Integrations Engineering Best Practices #1 Cursors

22 Mar 2024 - Jorge Garcia

Last updated: 2024-03-22

This is an implementation of the Cursor concept in Data Engineering.

Cursors need to be used with Incremental Synchronization.

A Cursor is an object that keeps track of the last parameters used to request data from an API, used when you need to request data frequently.

Beyond the documentation I shared above, the cursor can also help in other ways. Here, I’ll present a common use case to avoid data loss.

Problem

You need to pull data from an API to create something in your app. (Creating some form of Data Pipeline).

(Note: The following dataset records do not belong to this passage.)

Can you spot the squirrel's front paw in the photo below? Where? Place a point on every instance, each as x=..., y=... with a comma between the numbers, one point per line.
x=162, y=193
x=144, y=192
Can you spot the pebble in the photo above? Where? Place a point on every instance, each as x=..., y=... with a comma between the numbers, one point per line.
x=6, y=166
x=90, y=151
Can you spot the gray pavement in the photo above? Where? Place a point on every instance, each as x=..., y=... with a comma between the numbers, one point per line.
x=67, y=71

I’m going to present an example of how Cursors can be used with these pipelines.

A simple way to create this pipeline is by executing cron jobs, with (at least in the Rails world) a background job framework.

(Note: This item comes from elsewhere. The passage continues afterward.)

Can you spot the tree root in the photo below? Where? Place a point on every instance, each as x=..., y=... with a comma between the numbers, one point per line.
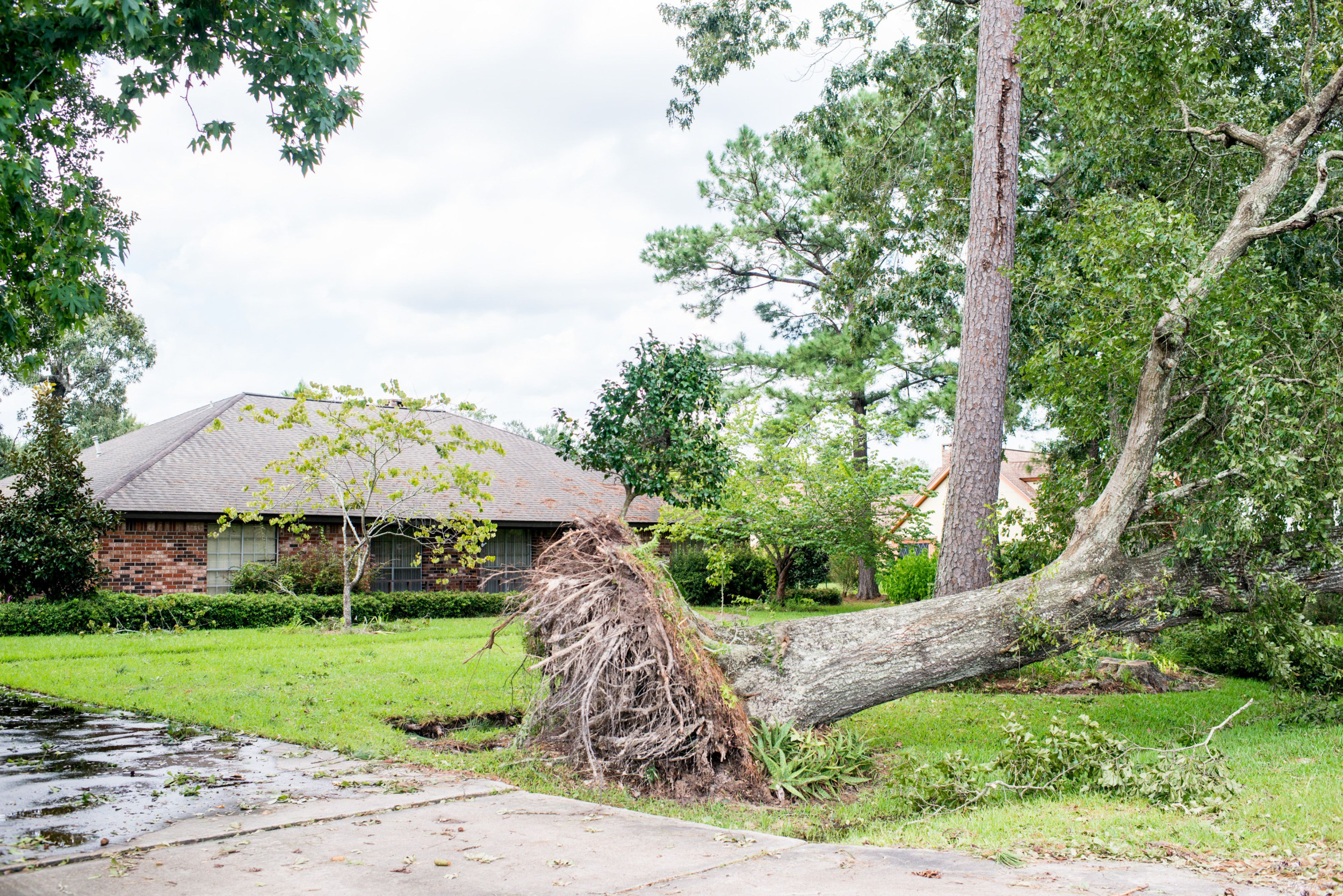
x=630, y=687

Example: let’s say we work on an app that pulls online messages from different platforms. We want to create a Slack integration to sync messages.

# Sidekiq scheduler
SyncMessagesJob:
  every: "5 minutes"

class Message < ApplicationRecord
end

class SlackIntegration < ApplicationRecord
end

class SyncMessagesJob
  def perform
    SlackIntegration.all.each do |slack_integration|
      to = Time.zone.now
      from = starts_at - 5.minutes

      # The `from` and `to` is a time range to request messages created within this time range.
      messages = slack_integration.get_messages(from: from, to: to)

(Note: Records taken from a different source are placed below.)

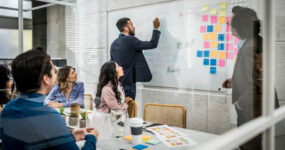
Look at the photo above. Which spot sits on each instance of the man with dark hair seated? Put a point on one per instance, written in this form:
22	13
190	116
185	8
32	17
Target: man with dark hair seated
26	123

      Message.upsert(messages)
    end
  end
end

Lets ignore the next things:

Splitting the job into many concurrent jobs make it more performant.

This is good enough, but after an analysis, you found that some data is missing. And you probably require a backfilling process. But why does this happen?

You schedule the cron to run every 5 minutes, but this doesn’t guarantee that each job will run precisely every 5 minutes.
If the queue is full, or if the previous job is still running, the jobs may take a bit longer.
Even if we split the jobs in parallel, the problem is still present.

Let’s picture this with timestamps:

The job starts running exactly at 10:05:00
X Integration runs the job with the values from = 10:00:01 and to = 10:05:01
Between the next run (from 10:05 -> 10:10) another job packed the queue, now is full.
The next job is scheduled at 10:10, but it take some time to finally be processed.
X Integration runs the job, with the values from = 10:05:45 and to = 10:10:45
You can see there’s a time range we’re not covering, from 10:05:02 -> 10:05:44

Let’s discuss a few ideas:

You can technically solve this problem if you sync once per day or every week. But the throughput to get the data of this time range can be considerable. You will not always be able to do this.
A backfilling job that runs a few times per day or so can also solve this problem, partially. It can be pretty annoying to wait a few hours for the complete data to be available.

Solution

A Cursor is a simple object that at minimun, it saves the next attributes:

next_value saves the value that’d be used next time the pipeline runs.
- This ensures that no matter the time the pipeline runs, we will always cover every time range.
(optional) an association to a certain object
- To re-use this you can use a polymoprhic association (Rails)

The Cursor object is used to keep track of the next params to use and updates this value when the job finishes.

Usage

Models:

class Cursor < ApplicationRecord
  belongs_to :slack_integration # or polymorphic if needed
end

class SlackIntegration < ApplicationRecord
  has_one :cursor # or has_many if you have multiple type of objects you need to integrate with
end

Job:

class SyncMessagesJob
  def perform
    SlackIntegration.eager_load(:cursor).all.each do |slack_integration|
      from = integration.cursor.next_value # or use find_or_initialize_by if doesn't exist
      to = Time.zone.now

      messages = integration.get_messages(from: from, to: to)

      Messages.upsert(messages)

      integration.cursor.update(next_value: to)
      # NOTE: the cursor is updated after the upsert. If by some reason, the cursor can't be
      #       updated, we will not loose data, as at worst the upsert will be executed again.
      #       Otherwise (updating before the upsert) we can lose data if the upsert fails.
    end
  end
end

Let’s picture the previous example:

The job starts running exactly at 10:05:00
X Integration runs the job, the cursor.next_value is 10:00:02 we use this as from. Now is the same as the previous example, to = 10:05:01
Between the next run (from 10:05 -> 10:10) another job packed the queue, now is full.
The next job is scheduled at 10:10, but it take some time to finally be processed.
X Integration runs the job, the cursor.next_value is 10:05:01 we use this as from and to = 10:10:45
This time (because we save the previous value as next_value) we don’t loose data, as the time range is always covered.

Cons:

If by some reason the Cursor can’t be updated, the next time this runs the time range will be bigger.
Now on each job we need to make one more update statement, causing more stress to the db.
- Although as long as the model is simple it shouldn’t be a big problem vs downsides of the previous approach.